I think Twitter’s first approach to advertising last year could have been selling their position short. I am performing much broader life activities on Twitter and Facebook (games, human interest news, hashtags, catching up), so advertising is potentially less engaging.  But on Pinterest, think of this:  my New Bathroom Ideas Board and Kohler, my Backyard Furniture and Sunbrella; the meaningful, relevant advertising opportunities are endless – and worth the high CPMs!

A high quality strategy will command those high CPMs - perhaps close to its $30 target.  This approach is critical for any social platform to provide meaningful advertising experience with a focus on engagements. For now, this approach will differentiate Pinterest from other social platforms. They’re learning from what works and didn’t work for other social media platforms and evolving on their own.

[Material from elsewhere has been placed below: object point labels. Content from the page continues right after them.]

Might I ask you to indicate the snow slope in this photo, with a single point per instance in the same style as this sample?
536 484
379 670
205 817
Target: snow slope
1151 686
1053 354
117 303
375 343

Pinterest’s approach will also help answer a key question many advertisers have when it comes to advertising on social platforms: What is the ROI for social advertising? Our most recent STRATA agency survey found strong demand for social media even with this lingering ROI question. 

According to our Q4 survey, Pinterest has gained a lot in popularity with our clients as 35% said they would use the channel, up from just 22% one year ago.  

The demand for advertising on other social platforms remains very strong. More than 87% of agencies polled were interested in using social media in client campaigns, with Facebook remaining the dominant social media channel for advertisers with 81% of respondents indicating they would use Facebook in their clients’ campaigns. Other popular social channels for agencies include YouTube (57%) and Twitter (48%). LinkedIn is also gaining popularity with agencies, as 33% of agencies indicated they would consider using it in clients’ campaigns. This represents an increase of 56% since last year for LinkedIn.

While interest in social media advertising continues to grow at astronomical rates, the value of social media remains in question for advertisers. 54% of respondents said they would buy more social media ad spots if the value was more obvious, and 41% would be more open with a set of changes including an easier process, more obvious effectiveness, lower minimum volumes and less complex targeting.

Pinterest may be able to placate the concerns of ad agencies by implementing this “High, High, Low” approach. A tailored and focused ad experience for their users will resonate strongly with advertisers that have already been willing to spend the money on social despite their questions on ROI. Once advertisers see more direct results from targeted, high quality ad campaigns, the ROI question will dissipate and we may see even more social ad spend. This approach will also allow for a more meaningful experience for Pinterest’s users. This is good news for Pinterest. Its peers should take note.